Category Archives: Information

Restorative Discipline

“Restorative Discipline is a whole-school, relational approach to building school climate and addressing student behavior that fosters belonging over exclusion, social engagement over control, and meaningful accountability over punishment.” Dr. Marilyn Armour, IRJRD founder

Restorative Discipline is a Texas Model of Restorative Justice and Restorative Practices in schools.  Like Restorative Practices, Restorative Discipline is preventative, building strong relationships and communities through  shared values, mutual respect, effective communications, inclusivity and shared stories.  Additionally, like Restorative Justice, Restorative Discipline effectively deals with wrongdoing and harm by giving opportunities to all involved parties to “tell their story,” describe how the incident has affected them, share their needs, and offer solutions for resolving the situation, repairing the harm and moving forward.

School in which Restorative Discipline has been implemented with fidelity have documented reductions in discipline referrals, suspensions and expulsions, improved campus climate and culture, strengthened relationships across the campus, and increases in student achievement.

Restorative Justice

Restorative justice is a theory of justice that emphasizes repairing the harm caused by criminal behavior. It views crime as a violation and harming of people and relationships.

It is an approach to problem solving that is based around three basic concepts:

  • When crime (or wrongdoing) occurs, the focus is on the harm that has been done to people and relationships

  • When harm has been done, obligations and liabilities have been created

  • All involved parties, wrongdoers, victims and the community, should be included in the resolution process

Restorative Justice programs are characterized by four key features:

  • Inclusion – all affected parties are given opportunity to participate in the resolution process

  • Encounter – victims, wrongdoers, their families and community members who want to are given opportunities to meet to discuss the incident and its impact on them

  • Amends – wrongdoers are expected to take the agreed upon steps to repair the harm their actions caused Reintegration – seek to restore wholeness and relationships so that all affected parties can return to being contributing members of the community



Restorative Practices

Restorative practices is a social science that studies how to create, improve and repair relationships between people and communities. Its goal is to build healthy communities by strengthening connections and relationships between community members, improving meaningful communication, fostering shared community values, and enhance understanding and empathy. 

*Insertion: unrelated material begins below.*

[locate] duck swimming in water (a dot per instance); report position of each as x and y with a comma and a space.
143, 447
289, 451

The use of restorative practices has been shown to:

  • reduce crime, violence and bullying

  • improve behavior

  • strengthen communities

  • develop effective leadership

  • restore relationships

  • repair harm

Restorative Practices evolved in part from the concepts and principles of Restorative Justice.  It differs in that Restorative Justice is widely viewed as primarily reactive, responding to problem behavior and wrongdoing after the behavior occurs.  Restorative Practices includes processes that are proactive, building relationships and a sense of belonging and community to prevent conflict and wrongdoing.